Constantly teased for being different, it's not until the old grand-daddy bull elephant finds himself in a spot of bother that No-Ears discovers that being different can be an advantage!
A charming, short story that the little ones will love... the very little ones will probably only appreciate the bright colours and excellent artwork, while slightly older ones will like the 'warm fuzzy' ending to the story.
I have to admit, the artwork was brilliant, with great detail and plenty of 'mood' to it. Deborah Hinde did an amazing job and the images suit the story perfectly.
As with all books aimed at this age group, it is VERY light on written content, and that's perfect for the target audience... but clever parents with smarter/older kids could easily add extra to the story, or do 'where is the...'/'what colour is this...' type activities as they read along.
Overall, a delightful bedtime read for the wee ones which is well laid out to help those learning to read.

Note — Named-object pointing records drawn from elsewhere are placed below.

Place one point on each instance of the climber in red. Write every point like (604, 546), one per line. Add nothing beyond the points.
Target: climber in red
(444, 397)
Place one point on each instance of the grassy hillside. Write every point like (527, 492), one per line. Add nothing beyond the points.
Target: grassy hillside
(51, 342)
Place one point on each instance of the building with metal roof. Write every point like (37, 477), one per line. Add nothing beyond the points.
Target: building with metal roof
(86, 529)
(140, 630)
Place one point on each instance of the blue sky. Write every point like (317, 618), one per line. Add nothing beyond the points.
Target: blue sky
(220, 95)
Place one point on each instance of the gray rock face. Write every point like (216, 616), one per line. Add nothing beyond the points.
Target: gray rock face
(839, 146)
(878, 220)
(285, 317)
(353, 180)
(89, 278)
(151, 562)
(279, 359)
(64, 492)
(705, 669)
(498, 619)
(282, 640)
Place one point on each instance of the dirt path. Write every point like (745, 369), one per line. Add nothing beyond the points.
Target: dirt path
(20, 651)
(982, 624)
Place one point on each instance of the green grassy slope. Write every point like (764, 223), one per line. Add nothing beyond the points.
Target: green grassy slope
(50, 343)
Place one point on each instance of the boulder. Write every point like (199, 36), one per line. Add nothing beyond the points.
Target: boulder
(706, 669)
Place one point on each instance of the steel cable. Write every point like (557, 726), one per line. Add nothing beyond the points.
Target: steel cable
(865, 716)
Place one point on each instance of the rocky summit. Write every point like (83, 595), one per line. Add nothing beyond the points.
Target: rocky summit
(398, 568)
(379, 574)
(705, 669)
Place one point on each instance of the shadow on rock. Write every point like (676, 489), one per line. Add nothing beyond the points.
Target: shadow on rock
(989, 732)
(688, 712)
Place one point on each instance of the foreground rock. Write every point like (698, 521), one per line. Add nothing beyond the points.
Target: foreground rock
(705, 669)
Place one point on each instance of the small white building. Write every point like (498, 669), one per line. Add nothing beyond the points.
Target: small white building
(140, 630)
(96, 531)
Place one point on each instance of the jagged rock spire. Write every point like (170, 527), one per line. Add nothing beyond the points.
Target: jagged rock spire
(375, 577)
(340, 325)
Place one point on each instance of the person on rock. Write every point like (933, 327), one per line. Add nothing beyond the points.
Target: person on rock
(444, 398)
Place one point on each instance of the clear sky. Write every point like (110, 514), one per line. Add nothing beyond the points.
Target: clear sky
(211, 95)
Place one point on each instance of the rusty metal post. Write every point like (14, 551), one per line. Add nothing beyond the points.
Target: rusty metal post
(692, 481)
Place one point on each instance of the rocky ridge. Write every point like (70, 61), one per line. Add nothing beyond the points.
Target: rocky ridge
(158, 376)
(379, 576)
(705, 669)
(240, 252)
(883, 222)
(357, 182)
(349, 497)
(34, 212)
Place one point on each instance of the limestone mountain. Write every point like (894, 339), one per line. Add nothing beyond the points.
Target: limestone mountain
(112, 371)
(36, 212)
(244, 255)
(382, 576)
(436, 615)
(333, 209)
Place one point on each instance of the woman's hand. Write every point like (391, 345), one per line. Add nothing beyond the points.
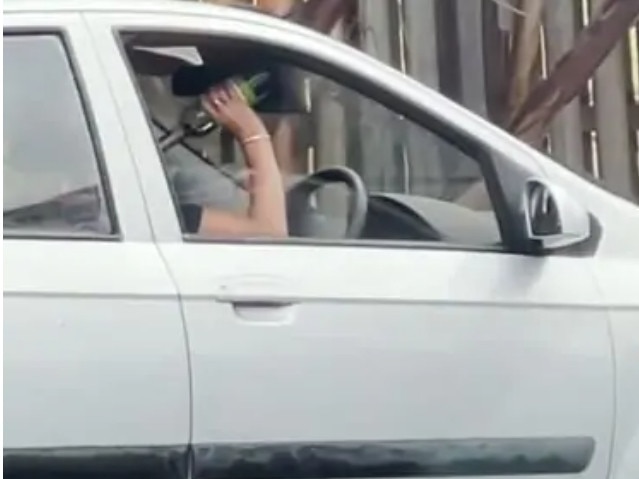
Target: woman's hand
(227, 106)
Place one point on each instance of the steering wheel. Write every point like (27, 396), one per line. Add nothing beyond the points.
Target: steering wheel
(299, 209)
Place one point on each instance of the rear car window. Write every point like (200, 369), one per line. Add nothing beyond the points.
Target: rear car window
(52, 180)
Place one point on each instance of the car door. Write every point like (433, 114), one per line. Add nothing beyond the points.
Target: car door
(96, 379)
(378, 358)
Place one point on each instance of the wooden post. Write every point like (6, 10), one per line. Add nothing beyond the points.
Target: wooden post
(422, 63)
(378, 129)
(560, 20)
(613, 129)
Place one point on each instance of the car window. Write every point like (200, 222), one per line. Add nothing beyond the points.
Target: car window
(415, 179)
(52, 183)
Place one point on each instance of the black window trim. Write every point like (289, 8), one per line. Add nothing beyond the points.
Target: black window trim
(486, 160)
(115, 235)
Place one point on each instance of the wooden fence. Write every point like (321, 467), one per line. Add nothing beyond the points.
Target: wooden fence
(458, 47)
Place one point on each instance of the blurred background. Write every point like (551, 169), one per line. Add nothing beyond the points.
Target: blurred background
(563, 75)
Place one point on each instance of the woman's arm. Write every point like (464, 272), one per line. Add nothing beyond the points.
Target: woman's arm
(266, 214)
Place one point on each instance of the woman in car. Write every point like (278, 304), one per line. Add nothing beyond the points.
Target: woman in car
(266, 215)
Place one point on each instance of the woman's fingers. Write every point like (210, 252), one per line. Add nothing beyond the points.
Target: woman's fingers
(235, 91)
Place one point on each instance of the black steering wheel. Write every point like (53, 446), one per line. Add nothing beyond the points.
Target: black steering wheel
(299, 209)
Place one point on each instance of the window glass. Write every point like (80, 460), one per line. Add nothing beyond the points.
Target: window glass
(416, 182)
(51, 183)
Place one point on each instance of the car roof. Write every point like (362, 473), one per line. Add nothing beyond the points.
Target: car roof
(123, 6)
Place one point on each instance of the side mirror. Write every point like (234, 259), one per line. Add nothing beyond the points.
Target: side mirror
(552, 217)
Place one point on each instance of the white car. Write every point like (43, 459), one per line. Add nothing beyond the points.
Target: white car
(414, 333)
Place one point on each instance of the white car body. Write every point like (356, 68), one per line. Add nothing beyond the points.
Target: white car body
(167, 358)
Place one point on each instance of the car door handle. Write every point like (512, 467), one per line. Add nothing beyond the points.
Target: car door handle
(258, 298)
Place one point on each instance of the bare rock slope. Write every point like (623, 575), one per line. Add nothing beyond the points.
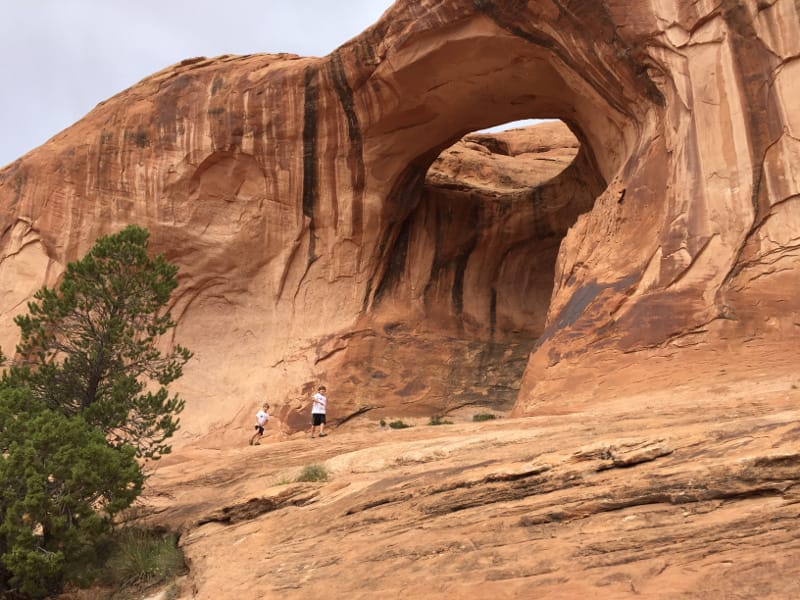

This book has a very 'Ugly Duckling' theme with quite a traditional storyline about an elephant whose ears are so small that he is bullied by the other elephants and they call him 'No-ears' and refuse to play with him.
So other jungle friends help him come up with creative ideas to make his ears look larger, eg. feathers, butterflies etc. and the story has a nice ending where the elephant finds having smaller ears can be useful after all.
Something I didn't like about this story was the entire way through he is referred to as 'No-ears' (The name given to him by the bullies) and the book never mentions his name.
The kids liked this story and my son pointed out it was 'Like Ruldolph'.